Infections are all-too-common in nursing homes. And all-too-often facilities treat these conditions with large doses of antibiotics. Now the Obama Administration has announced a major initiative aimed at dramatically reducing the use of these drugs. And the effort has the potential to fundamentally change the way nursing homes operate—and the way residents receive care.
Today, antibiotic use is routine in nursing facilities. The Centers for Disease Control estimates that two-thirds of all residents will be given at least one course of antibiotics this year, and that 25 percent to 75 percent of those prescriptions will be inappropriate. But as a result of the heavy use of antibiotics, 27,000 nursing home residents will suffer from a drug-resistant infection. And many will die.
The problem goes far beyond nursing homes. Overuse of antibiotics (in food as well as in medicines) has created a deadly increase in antibiotic resistant bacteria such as Clostridium difficile (c. dif.) and methicillin-resistant Staphylococcus aureus (MRSA). The CDC estimates that each year, 2 million Americans will get sick and 23,000 will die from antibiotic resistant infections. These conditions add $20 billion to the nation’s annual health care bill. If you want to know more about the dangers of MRSA, read the book Superbug by Maryn McKenna.
The White House initiative is aimed at sharply reducing antibiotic use in nursing homes and elsewhere. One way facilities can do that is by changing the way the drugs themselves are prescribed. For example, facilities can establish tougher guidelines for when antibiotics should be given (not, for example, if a culture shows some bacteria but not a full-blown infection or because a patient “doesn’t seem herself”).
But the real long-run benefit will come if the initiative encourages nursing homes to rethink care by reducing the root causes of antibiotic use—the infections themselves. In nursing homes, 250,000 residents get an infection each year, mostly respiratory infections such as pneumonia, urinary tract infections (UTIs), or skin infections such as bedsores.
These conditions can largely be prevented. For example, by far the best way to reduce urinary tract infections is to decrease the use of catheters. Less time on a catheter means less risk of infection. It is pretty much that simple.

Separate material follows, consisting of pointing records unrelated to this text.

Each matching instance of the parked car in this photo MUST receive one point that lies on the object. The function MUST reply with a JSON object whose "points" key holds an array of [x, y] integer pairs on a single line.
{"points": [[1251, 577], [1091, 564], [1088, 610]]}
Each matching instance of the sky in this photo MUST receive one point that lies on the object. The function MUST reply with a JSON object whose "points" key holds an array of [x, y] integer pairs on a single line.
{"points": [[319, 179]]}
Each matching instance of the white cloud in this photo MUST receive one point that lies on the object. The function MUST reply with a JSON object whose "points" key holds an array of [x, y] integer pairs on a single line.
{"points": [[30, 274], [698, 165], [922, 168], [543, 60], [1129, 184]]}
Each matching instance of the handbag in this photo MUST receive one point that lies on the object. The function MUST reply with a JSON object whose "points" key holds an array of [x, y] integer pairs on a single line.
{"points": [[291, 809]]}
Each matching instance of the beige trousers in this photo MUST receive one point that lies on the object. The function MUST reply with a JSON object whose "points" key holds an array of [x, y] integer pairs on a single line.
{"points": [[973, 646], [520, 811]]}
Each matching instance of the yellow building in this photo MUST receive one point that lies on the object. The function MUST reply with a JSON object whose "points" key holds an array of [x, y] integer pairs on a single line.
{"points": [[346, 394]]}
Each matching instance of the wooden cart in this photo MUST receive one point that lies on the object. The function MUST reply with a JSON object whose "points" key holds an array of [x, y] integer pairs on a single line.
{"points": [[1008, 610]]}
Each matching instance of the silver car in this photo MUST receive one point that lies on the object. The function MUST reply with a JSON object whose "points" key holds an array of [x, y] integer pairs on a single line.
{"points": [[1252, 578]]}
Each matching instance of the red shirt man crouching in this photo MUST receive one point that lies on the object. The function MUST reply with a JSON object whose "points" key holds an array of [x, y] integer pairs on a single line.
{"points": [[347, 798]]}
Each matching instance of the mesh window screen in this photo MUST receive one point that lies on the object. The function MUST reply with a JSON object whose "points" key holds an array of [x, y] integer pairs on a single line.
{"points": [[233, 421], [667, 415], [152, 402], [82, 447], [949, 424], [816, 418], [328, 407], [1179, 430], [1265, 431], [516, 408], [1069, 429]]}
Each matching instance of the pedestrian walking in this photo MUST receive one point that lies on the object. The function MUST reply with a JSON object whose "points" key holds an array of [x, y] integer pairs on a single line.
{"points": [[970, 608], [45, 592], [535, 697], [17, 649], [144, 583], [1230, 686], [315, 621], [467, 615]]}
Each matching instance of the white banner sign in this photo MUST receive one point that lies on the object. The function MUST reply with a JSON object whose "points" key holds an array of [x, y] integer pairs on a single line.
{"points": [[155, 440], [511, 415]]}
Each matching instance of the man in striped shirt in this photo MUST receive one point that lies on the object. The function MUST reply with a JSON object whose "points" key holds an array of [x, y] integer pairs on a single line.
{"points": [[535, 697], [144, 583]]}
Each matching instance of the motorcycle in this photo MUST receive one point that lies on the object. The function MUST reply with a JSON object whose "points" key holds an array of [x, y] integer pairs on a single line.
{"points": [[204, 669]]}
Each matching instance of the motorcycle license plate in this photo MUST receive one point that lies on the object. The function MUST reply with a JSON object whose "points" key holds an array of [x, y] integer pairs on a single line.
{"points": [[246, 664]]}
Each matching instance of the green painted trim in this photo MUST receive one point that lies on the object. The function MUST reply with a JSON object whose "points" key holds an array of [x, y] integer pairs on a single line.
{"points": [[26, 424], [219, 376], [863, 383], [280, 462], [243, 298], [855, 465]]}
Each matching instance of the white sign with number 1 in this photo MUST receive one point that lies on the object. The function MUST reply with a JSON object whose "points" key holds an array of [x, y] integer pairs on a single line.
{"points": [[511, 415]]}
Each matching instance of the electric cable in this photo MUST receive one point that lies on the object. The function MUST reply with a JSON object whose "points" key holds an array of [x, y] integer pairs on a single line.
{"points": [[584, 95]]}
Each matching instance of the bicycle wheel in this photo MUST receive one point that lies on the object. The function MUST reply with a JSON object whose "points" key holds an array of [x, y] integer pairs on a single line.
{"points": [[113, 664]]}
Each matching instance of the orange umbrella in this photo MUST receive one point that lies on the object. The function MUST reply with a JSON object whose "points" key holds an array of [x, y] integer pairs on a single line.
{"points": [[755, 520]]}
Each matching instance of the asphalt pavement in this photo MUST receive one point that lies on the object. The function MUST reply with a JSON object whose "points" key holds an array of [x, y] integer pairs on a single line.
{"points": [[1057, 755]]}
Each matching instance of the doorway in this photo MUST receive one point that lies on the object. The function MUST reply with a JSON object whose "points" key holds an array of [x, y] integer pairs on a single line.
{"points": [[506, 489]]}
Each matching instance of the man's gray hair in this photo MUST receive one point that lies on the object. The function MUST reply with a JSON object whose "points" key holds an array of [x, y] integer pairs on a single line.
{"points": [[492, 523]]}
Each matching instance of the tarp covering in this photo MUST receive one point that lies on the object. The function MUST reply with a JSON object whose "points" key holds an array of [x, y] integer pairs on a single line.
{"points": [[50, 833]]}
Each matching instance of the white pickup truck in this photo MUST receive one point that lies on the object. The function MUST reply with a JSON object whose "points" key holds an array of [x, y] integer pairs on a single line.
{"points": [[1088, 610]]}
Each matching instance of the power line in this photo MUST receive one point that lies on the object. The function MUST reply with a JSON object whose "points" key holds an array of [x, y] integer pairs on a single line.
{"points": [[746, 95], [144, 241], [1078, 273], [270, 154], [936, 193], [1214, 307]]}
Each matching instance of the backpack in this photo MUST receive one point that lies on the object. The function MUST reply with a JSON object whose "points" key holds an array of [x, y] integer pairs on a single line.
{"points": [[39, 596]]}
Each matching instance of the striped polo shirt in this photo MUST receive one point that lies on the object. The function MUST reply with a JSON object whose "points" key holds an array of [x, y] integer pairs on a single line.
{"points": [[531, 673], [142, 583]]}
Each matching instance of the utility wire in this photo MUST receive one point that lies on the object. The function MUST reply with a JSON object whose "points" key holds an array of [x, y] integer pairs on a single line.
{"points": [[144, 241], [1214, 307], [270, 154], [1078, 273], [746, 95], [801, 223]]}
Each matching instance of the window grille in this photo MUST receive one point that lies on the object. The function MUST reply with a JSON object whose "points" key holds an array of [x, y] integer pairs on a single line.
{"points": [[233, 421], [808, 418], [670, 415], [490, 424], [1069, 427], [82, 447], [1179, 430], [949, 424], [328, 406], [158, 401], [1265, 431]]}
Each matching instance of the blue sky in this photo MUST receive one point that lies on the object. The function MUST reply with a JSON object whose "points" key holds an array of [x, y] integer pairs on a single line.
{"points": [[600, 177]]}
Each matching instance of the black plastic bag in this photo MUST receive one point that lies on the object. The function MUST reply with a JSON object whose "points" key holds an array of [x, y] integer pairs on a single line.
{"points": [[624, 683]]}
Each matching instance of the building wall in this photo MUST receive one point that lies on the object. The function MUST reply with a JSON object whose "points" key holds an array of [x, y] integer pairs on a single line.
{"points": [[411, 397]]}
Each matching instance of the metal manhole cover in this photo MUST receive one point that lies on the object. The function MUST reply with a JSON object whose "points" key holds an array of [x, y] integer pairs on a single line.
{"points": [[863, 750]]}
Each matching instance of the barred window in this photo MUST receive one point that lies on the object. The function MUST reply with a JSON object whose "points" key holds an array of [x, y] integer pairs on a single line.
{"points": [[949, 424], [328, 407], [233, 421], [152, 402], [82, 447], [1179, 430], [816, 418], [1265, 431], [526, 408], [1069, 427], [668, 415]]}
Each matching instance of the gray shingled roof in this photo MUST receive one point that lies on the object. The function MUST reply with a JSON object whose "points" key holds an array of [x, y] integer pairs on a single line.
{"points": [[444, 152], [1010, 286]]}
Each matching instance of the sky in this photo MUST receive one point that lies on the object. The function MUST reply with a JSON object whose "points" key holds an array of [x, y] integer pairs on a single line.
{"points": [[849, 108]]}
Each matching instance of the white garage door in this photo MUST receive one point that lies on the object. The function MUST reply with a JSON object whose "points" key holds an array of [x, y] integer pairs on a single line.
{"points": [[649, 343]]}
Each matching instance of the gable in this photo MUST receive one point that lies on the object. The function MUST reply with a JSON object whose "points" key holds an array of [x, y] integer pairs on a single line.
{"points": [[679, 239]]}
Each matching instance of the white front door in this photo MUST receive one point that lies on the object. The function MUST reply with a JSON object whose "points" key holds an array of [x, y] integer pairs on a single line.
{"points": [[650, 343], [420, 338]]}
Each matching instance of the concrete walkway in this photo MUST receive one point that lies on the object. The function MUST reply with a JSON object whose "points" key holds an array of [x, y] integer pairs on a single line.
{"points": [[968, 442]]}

Similarly, bedsores can be prevented by keeping residents dry.
But aren’t these ideas contradictory? How can a facility reduce catheter use and keep residents dry?
It isn’t hard. At the best facilities, aides get to know the residents and learn to anticipate when they will need to relieve themselves. That way, they can help get them to the toilet before they wet themselves or, at the very least, change their adult diapers in a timely way.
For the facility, that means fewer changes of bed linens, less need to clean the patient, and less catheter use. For the resident, it means she can preserve her dignity, will have fewer UTIs, will get fewer antibiotics, and will be less likely to get a serious hard-to-treat bacterial infection such as c. dif. And it means fewer emergency department visits or hospitalizations, which are both dangerous for frail elders and enormously expensive.
It may not work for every resident but it does for most. Indeed, the CDC has encouraged facilities to reduce catheter use since 2009.
The White House initiative, which applies to hospitals and physicians as well, leaves it to the facilities to figure out how to reduce their antibiotic use. It does not, at least so far, mandate specific reductions.
However, it created a national task force to recommend ways to cut antibiotic use in both agriculture and medicine. And it will require nursing homes and hospitals to put in place “antibiotic stewardship programs” within three years. Those that do not will suffer the business equivalent of the death penalty: They will no longer get paid by Medicare or Medicaid.
What is an antibiotic stewardship program? It can include better monitoring and reporting of antibiotic use, improved staff education, and requires institutions to put a single individual in charge of its antibiotic initiatives.
These days, of course, the nation is obsessing over Ebola. While Ebola is deadly, the chances of getting it in the U.S. are vanishingly small. Older Americans are far more likely to get sick or die from other, more common infections, or from the consequences of the antibiotics we routinely use to treat them. The White House initiative is an important step in breaking that cycle.